Den konservativen Mächten der «Heiligen Allianz» war die Eidgenossenschaft aufgrund ihrer vergleichsweise liberalen und demokratischen politischen Entwicklung und ihrer freizügigen Asylpolitik seit langem ein Dorn im Auge, sie hielten sie für einen Hort der politischen Unruhe, ja für eine revolutionäre Gefahrenquelle. Die Frage der politischen Flüchtlinge hatte jahrelang für diplomatische Konflikte gesorgt, Ende 1834 drohte Österreich gar mit Grenzsperre und Handelsembargo, sollte die Schweiz nicht ein strengeres Fremdengesetz einführen und politisch gesuchte Ausländer ausliefern.

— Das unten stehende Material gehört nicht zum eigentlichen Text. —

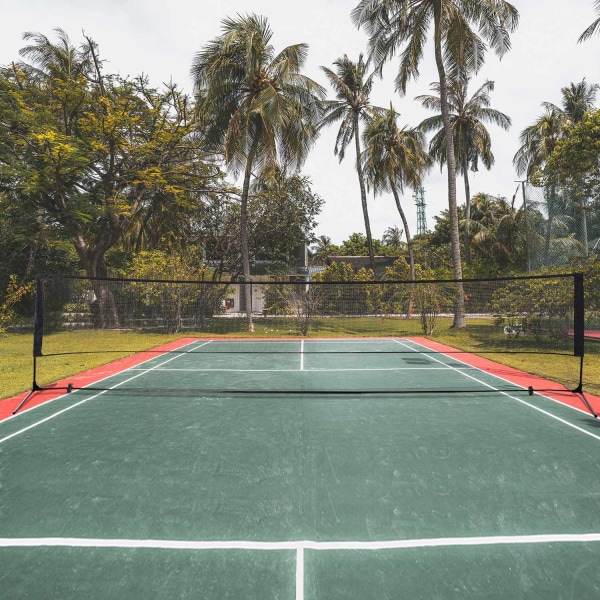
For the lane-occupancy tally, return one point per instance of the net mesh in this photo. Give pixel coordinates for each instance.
(334, 337)
(528, 314)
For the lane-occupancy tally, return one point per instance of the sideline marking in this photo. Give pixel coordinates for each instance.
(68, 408)
(500, 540)
(300, 573)
(457, 370)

Im Zuge des «Fremdenconclusums» − das zwei Jahre später allerdings schon wieder aufgehoben wurde − wurden Carl Cratz und Zacharias Aldinger, alias Baron von Eyb, zusammen mit 154 weiteren politischen Flüchtlingen, aus der Schweiz ausgewiesen. Julius Alban jedoch durfte an der Universität Zürich weiterstudieren.

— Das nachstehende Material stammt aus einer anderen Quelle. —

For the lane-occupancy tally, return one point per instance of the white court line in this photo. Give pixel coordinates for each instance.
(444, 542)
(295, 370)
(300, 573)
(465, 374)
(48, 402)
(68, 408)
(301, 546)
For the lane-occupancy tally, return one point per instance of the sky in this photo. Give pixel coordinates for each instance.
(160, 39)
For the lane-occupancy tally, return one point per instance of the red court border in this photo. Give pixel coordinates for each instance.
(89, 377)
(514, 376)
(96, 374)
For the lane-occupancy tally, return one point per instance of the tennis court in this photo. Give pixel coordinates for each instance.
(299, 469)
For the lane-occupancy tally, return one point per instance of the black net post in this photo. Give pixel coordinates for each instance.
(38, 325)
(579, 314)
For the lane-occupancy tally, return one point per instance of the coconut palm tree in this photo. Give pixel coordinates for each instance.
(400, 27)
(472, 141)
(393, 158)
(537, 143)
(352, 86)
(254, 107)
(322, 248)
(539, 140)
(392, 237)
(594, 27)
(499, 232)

Friedrich Ehrhardt, einer der aktivsten politischen Flüchtlinge Zürichs, verfügte sogar über genügend Protektion, um trotz seiner Verwicklung in den Mordfall Lessing eine Anstellung am Zürcher Bezirksgericht zu erhalten. Bereits 1836 wurde er Substitut in der Anwaltskanzlei des Zürcher Grossratspräsidenten (und späteren Bundesrates) Jonas Furrer. Nach seiner Einbürgerung wurde Ehrhardt Zürcher Staatsanwalt und Oberst der Schweizer Armee. Seine Berufslaufbahn krönte der einstige Kommunist mit dem Posten eines Rechtskonsulenten des «Eisenbahnkönigs» Alfred Escher. Der Verdacht, etwas mit dem Mord an Ludwig Lessing zu tun gehabt zu haben, blieb allerdings bis zu seinem Tod 1896 an ihm haften.